La classe politique française rend hommage à Claude Goasguen, décédé du Covid-19

La classe politique française rend hommage à Claude Goasguen, décédé du Covid-19© PATRICK KOVARIK Source: AFP
Dans cette photo d'archive prise le 28 novembre 2014, Claude Goasguen, député de l'opposition française de droite UMP, prononce un discours lors d'un débat à l'Assemblée nationale française à Paris.

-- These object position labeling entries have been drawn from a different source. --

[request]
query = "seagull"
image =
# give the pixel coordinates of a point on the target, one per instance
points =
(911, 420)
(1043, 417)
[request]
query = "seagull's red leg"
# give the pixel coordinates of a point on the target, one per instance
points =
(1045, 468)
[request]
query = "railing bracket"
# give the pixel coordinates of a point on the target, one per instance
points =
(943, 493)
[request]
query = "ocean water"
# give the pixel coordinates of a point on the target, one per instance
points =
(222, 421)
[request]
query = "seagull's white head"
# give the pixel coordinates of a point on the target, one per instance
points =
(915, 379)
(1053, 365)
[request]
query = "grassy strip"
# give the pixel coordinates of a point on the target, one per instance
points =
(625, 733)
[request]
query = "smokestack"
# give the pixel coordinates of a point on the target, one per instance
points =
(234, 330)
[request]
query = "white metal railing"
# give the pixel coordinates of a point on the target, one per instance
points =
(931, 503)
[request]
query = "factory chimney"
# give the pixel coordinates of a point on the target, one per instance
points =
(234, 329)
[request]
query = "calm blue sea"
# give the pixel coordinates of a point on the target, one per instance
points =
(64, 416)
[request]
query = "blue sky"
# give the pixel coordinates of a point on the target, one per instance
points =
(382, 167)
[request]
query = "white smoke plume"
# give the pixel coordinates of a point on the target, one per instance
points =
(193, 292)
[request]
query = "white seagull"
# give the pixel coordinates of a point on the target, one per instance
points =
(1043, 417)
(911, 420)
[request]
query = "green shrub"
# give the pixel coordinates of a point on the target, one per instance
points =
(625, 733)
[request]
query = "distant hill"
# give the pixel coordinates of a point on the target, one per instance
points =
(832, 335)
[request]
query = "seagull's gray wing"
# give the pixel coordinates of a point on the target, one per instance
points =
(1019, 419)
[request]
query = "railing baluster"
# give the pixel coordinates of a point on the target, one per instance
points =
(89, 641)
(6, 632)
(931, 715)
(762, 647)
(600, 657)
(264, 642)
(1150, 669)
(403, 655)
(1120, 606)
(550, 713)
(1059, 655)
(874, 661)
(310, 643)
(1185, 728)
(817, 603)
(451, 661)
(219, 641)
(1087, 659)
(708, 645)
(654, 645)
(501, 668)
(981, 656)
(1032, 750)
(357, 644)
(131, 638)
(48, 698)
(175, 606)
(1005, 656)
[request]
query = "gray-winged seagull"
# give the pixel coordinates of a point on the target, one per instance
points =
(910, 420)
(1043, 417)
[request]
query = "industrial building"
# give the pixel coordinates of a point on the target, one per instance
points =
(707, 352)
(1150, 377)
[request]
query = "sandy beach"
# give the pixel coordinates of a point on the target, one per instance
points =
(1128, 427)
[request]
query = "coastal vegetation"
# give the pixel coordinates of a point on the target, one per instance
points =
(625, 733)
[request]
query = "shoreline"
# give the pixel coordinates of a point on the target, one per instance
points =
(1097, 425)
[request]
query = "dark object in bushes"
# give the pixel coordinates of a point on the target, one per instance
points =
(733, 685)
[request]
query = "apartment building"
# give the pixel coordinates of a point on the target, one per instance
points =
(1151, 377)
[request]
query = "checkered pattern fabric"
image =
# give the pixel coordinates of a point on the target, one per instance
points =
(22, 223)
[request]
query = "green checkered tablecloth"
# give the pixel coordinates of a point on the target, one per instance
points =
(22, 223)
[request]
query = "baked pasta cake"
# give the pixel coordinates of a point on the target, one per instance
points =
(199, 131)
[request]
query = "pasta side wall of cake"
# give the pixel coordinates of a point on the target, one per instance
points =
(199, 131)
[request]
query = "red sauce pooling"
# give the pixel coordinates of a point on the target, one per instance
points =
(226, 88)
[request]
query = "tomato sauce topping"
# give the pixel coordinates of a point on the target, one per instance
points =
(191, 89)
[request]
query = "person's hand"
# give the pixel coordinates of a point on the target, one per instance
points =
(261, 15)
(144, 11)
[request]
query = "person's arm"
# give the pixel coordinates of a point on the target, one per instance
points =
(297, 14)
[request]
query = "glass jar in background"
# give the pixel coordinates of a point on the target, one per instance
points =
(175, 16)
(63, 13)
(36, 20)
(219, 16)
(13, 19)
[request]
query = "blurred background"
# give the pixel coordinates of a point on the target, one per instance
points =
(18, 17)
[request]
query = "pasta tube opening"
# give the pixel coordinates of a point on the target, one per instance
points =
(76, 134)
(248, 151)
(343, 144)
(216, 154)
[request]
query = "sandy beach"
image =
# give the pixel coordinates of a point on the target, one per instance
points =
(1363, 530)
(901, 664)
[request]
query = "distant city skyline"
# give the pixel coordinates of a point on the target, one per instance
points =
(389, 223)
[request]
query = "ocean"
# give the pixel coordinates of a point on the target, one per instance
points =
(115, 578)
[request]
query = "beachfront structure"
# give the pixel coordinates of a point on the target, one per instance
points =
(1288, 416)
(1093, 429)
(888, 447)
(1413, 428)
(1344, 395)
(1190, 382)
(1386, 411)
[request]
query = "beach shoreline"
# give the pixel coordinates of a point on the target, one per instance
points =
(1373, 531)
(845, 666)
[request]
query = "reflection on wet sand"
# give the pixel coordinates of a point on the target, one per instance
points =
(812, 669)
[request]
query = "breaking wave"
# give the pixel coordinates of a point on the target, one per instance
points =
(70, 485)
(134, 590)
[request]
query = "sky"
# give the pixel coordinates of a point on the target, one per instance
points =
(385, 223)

Le député LR Claude Goasguen est décédé des suites du Covid-19. Les hommages rendus à l'ancien maire du XVIe arrondissement de Paris ne se sont pas fait attendre de part et d'autre de l'échiquier politique.

Claude Goasguen, député Les Républicains (LR) et figure de la droite parisienne, est décédé le 28 mai dans la matinée à l'âge de 75 ans d'un «arrêt cardiaque» alors qu'il se remettait tout juste du coronavirus, ont annoncé sa famille et son entourage, cités par l'AFP. En réanimation pendant vingt-deux jours à cause du coronavirus, il «allait mieux» et «remarchait», mais il a connu par la suite des complications cardiaques et est décédé à l'hôpital Corentin-Celton d'Issy-Les-Moulineaux. Claude Goasguen a siégé à l'Assemblée nationale presque sans discontinuer depuis 1993. Il avait été maire du XVIe arrondissement de Paris de 2008 à 2017, avant de choisir son mandat de député, en raison de l'interdiction du cumul des mandats.

De nombreuses personnalités politiques ont tenu à lui rendre hommage, comme en témoignent toutes les publications à ce sujet sur le réseau social Twitter. «Claude Goasguen vient de partir, emporté par cette saloperie. Qu'importe ce que la politique peut en dire.», a écrit le maire de Pau, François Bayrou, ami avec le défunt député depuis ses «vingt ans».

L'ancien président de la République Nicolas Sarkozy a salué la carrière d'un camarade politique qui a «dédié sa vie à son engagement» : «Il aimait le terrain et la proximité, il défendait ses convictions avec énergie, il était entier», a poursuivi l'ancien chef de l'Etat.

Le sénateur républicain Gérard Longuet s'est remémoré à l'antenne de RT France les souvenirs avec son camarade. «Il était maire du XVIe arrondissement et à ce titre il a marié plusieurs de mes filles», se souvient-il notamment. «Il était compris et suivi par ses électeurs [...] il disait les choses [...] il était apprécié dans le groupe», a encore témoigné l'ancien ministre de la Défense.

Guillaume Larrivé, député républicain de l'Yonne, a également tenu à lui rendre hommage. «Il y avait du Cyrano chez ce fier bretteur de l’Assemblée nationale, qui s’ennuyait lorsque les eaux étaient calmes et n’aimait rien tant que le fracas des batailles», a-t-il écrit.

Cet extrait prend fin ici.